Through the emeigence of new viral infectious diseases, epidemics and pandemics have brought great impacts on public health in recent decades. In this review, we sought to understand the association between the neurological outcomes of two relevant infectious diseases, Zika and COVID-19. Zika can trigger neurological and ophthalmic damage in children born from infected mothers, as well as, Guillain-Barré syndrome, encephalitis, and myelitis in adults. On the other hand, the SARS-CoV-2 virus has great potential to trigger an inflammatory process in the optic nerve, with optic neuritis as the most reported pathology.
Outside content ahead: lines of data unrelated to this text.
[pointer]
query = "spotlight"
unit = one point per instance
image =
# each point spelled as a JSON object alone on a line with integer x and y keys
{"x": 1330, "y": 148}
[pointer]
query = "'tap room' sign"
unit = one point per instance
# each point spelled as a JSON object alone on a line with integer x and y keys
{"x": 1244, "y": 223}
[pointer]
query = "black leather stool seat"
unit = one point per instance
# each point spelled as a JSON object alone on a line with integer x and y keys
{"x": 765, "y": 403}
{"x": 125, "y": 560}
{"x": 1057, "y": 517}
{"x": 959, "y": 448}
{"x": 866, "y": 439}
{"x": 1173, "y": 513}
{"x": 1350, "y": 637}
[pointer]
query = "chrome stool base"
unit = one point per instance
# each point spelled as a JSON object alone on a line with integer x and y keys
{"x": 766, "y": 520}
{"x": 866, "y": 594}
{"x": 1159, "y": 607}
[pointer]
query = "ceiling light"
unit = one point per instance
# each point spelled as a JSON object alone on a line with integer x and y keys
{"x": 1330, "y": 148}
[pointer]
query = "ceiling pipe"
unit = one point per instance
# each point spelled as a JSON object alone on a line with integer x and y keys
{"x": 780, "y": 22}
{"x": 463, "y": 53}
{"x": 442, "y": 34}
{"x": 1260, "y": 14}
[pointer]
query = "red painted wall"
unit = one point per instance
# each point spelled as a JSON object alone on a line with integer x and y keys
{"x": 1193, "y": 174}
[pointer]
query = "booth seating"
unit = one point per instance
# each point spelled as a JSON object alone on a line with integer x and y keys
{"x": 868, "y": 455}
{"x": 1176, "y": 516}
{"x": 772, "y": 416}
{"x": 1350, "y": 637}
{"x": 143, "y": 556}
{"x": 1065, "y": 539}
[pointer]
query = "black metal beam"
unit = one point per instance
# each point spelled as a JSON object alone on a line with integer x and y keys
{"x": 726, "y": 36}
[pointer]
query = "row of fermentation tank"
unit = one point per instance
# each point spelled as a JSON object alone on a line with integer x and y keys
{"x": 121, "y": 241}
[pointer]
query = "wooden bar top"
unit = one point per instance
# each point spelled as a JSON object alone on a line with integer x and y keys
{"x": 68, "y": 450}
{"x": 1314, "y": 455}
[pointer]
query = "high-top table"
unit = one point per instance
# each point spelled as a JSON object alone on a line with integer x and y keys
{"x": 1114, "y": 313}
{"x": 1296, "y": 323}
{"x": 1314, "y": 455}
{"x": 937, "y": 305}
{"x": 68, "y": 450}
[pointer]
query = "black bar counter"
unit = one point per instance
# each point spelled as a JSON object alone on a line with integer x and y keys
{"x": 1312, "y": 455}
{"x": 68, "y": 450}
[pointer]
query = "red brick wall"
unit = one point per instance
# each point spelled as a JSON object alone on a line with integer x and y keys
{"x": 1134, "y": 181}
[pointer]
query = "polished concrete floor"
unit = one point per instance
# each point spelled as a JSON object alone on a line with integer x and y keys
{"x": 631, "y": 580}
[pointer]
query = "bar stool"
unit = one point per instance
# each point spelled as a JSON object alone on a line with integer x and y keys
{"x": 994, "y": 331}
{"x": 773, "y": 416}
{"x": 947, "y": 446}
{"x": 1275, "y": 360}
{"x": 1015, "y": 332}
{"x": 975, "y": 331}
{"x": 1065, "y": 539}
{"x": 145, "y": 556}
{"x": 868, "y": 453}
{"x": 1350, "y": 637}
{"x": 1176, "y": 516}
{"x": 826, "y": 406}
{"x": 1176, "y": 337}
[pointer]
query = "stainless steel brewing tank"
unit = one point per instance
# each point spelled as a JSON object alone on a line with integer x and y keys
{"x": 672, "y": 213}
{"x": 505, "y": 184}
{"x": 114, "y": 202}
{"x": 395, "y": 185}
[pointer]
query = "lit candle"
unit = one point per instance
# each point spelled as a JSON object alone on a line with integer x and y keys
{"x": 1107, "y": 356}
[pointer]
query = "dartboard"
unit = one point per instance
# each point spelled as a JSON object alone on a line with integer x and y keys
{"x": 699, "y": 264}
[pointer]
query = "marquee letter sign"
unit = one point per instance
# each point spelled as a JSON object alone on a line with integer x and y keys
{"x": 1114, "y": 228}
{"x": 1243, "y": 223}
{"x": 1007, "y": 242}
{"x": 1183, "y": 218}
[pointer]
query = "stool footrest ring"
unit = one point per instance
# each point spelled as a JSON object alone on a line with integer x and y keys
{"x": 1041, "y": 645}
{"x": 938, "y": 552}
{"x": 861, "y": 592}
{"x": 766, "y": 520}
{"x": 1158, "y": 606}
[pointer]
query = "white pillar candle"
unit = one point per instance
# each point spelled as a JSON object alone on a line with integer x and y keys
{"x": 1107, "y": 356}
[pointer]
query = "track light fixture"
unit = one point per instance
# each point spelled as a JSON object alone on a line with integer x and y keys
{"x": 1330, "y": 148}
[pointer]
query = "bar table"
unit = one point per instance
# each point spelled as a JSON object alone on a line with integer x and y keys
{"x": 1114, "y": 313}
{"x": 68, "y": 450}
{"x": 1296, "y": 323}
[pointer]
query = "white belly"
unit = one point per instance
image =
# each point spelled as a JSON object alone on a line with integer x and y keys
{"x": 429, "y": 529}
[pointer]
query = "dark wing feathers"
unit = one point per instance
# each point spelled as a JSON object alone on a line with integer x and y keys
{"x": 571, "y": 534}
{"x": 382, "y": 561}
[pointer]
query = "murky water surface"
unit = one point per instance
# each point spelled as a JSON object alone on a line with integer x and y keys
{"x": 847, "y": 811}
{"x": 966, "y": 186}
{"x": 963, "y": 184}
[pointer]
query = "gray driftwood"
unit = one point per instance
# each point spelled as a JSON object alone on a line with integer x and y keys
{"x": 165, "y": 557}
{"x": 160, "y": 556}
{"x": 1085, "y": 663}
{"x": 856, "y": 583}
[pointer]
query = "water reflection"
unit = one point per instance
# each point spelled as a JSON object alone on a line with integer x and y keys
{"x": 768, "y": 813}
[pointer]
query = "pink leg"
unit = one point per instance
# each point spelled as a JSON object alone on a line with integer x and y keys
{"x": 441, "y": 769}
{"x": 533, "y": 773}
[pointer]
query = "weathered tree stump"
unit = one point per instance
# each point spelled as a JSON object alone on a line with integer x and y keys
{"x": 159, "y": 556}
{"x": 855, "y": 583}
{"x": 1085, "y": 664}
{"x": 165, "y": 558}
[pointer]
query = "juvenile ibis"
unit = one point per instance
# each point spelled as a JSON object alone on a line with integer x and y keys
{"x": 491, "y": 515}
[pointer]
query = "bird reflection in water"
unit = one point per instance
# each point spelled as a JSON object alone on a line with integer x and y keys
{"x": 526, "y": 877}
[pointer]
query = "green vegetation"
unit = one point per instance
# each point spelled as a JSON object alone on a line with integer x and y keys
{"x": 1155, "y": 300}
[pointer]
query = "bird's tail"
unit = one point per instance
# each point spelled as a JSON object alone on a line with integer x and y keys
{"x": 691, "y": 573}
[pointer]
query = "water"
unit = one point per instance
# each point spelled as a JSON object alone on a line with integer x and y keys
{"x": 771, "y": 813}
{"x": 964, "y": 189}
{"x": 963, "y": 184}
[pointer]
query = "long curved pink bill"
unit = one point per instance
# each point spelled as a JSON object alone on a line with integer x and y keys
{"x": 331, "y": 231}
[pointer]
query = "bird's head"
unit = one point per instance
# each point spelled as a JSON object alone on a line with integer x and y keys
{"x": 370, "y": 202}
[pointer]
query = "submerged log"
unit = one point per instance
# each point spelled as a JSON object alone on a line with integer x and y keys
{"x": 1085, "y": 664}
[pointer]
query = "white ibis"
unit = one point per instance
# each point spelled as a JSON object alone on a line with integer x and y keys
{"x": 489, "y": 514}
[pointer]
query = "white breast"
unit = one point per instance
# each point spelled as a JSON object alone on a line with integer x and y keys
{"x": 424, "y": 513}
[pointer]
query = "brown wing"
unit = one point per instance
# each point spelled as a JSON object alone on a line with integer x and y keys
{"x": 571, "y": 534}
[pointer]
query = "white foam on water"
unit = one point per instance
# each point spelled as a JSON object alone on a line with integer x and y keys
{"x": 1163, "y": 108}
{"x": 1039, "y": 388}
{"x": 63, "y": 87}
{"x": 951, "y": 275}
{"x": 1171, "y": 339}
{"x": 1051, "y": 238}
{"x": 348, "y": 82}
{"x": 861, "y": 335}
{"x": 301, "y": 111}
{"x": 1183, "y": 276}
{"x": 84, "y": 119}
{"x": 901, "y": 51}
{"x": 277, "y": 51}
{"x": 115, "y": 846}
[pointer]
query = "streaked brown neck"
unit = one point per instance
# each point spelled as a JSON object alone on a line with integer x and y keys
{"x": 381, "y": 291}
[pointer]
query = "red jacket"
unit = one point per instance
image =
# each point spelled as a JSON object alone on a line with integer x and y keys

Although Zika and SARS-CoV-2 infections are associated with different clinical manifestations, both may trigger similar pathogenic processes, through the induction of pro-inflammatory chemokines and cytokines release, triggering neurological and ophthalmological damage in infected patients. Elements in common have been found in both infections, such as antibodies against myelin oligodendrocyte glycoprotein, and the production of CXCL10, a chemokine responsible for the activation of several cellular types (T cells, eosinophils, monocytes and NK cells) in which are responsible to the induction of a cytokine cascade in the body. Based on these last findings, we suggest that both infections have similar activation characteristics as well as common pathogenic mechanisms associated with central nervous system involvement.